Camelôs e pessoas em situação de rua também têm sofrido perseguição e remoção, no âmbito da operação Choque de Ordem, instituída pelo prefeito Eduardo Paes (PMDB). Segundo a organização, equipes da prefeitura recolhem adultos, crianças e adolescentes de forma violenta e forçada, com uso de armas letais e menos letais (como as de choque). “Mesmo sem cometer qualquer crime, essas pessoas são levadas para um abrigo público, distante do centro urbano, algumas vezes com o uso de algemas”, destaca a Justiça Global.

Esporte

De outro lado, a valorização de esportistas com a chegada dos jogos ficou bem aquém do esperado. Segundo o relatório, ocorreu o contrário. “Os dois principais espaços para o atletismo e a natação do Rio de Janeiro, o Estádio de Atletismo Célio de Barros e o Parque Aquático Julio Delamare se encontram fechados desde 2013”, relata a ONG. Ambos fazem parte do complexo do Maracanã e seriam derrubados como parte do acordo de Parceria Público-Privada que cedeu o uso do local ao consórcio Maracanã S.A., formado pelas empresas Odebrecht, IMX e AEG, em maio de 2013, por 35 anos.
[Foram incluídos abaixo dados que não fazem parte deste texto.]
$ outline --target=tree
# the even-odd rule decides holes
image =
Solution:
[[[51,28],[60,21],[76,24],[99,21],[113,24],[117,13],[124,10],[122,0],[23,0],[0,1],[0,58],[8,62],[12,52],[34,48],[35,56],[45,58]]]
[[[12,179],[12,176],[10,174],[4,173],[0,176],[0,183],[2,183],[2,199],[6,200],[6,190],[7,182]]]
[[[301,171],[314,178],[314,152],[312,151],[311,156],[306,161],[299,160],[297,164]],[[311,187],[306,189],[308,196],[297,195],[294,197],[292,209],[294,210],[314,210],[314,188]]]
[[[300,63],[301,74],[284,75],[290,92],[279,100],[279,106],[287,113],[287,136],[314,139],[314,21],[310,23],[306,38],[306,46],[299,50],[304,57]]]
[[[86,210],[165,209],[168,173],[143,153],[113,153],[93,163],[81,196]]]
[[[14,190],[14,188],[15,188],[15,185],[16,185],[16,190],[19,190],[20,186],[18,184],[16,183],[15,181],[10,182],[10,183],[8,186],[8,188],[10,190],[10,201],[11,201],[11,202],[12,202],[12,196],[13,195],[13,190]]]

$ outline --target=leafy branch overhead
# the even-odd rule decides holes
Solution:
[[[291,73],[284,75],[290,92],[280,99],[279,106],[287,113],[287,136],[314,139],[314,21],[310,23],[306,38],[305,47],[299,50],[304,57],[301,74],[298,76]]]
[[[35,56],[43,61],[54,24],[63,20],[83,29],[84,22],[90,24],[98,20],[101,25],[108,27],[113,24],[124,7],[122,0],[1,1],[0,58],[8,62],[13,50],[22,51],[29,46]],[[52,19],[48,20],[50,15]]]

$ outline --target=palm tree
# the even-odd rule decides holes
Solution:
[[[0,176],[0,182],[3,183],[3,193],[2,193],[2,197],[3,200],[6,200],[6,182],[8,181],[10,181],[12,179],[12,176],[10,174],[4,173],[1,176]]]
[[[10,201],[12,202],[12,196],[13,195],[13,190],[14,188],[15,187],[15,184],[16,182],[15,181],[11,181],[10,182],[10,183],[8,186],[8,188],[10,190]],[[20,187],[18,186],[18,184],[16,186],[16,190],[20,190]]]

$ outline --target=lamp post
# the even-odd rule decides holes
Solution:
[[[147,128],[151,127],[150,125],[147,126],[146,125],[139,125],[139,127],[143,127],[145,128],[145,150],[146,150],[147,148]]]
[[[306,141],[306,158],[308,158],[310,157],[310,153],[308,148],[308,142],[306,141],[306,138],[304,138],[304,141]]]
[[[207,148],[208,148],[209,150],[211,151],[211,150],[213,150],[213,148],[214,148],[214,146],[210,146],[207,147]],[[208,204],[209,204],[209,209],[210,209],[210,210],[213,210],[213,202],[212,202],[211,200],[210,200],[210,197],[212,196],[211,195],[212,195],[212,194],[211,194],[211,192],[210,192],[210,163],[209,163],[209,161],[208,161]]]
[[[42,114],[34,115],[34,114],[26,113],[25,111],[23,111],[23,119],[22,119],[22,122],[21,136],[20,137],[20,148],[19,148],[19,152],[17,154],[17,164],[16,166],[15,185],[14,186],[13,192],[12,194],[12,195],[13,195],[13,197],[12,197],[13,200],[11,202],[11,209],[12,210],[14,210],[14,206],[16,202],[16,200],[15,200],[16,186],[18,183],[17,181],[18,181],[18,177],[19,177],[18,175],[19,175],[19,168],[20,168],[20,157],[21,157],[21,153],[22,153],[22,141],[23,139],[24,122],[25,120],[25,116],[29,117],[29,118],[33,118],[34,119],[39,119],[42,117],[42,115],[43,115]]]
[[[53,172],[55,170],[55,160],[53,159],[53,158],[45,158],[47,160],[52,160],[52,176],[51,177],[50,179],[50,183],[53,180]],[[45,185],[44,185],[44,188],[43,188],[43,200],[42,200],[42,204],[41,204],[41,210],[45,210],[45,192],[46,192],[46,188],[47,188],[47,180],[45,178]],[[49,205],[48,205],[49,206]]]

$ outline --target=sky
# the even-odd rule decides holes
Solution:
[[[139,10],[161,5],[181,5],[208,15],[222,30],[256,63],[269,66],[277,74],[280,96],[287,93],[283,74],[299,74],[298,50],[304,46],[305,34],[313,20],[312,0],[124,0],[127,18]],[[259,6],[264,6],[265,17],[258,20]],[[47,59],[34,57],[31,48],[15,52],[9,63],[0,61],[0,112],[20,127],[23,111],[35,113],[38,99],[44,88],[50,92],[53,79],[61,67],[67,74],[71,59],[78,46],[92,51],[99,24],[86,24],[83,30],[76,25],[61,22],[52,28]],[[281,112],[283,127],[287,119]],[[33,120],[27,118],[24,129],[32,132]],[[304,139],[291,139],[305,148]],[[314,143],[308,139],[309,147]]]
Os espaços não foram demolidos, mas estão fechados. Os atletas profissionais e amadores que ali treinavam tiveram de buscar outras formas de prosseguir com suas atividades. “O parque aquático era local de treinamento de, pelo menos, 40 atletas de alto rendimento que buscavam classificação para os Jogos Olímpicos e também de centenas de jovens esportistas”, relata a Justiça Global.

Os praticantes de remo também perderam o principal local do esporte da cidade: o Estádio de Remo da Lagoa. O espaço, aberto nos 1950, foi entregue à iniciativa privada em 1997, mas só teve os primeiros projetos aprovados em 2005, com a construção de um shopping. Desde então, a arquibancada foi demolida e dois tanques aterrados para construção de estacionamentos, situação semelhante à Marina da Glória, propriedade da BR Marinas, desde 2014. A empresa fechou a única rampa pública de acesso de barcos ao mar e os atletas que não podem pagar pelo uso do espaço deixaram de treinar.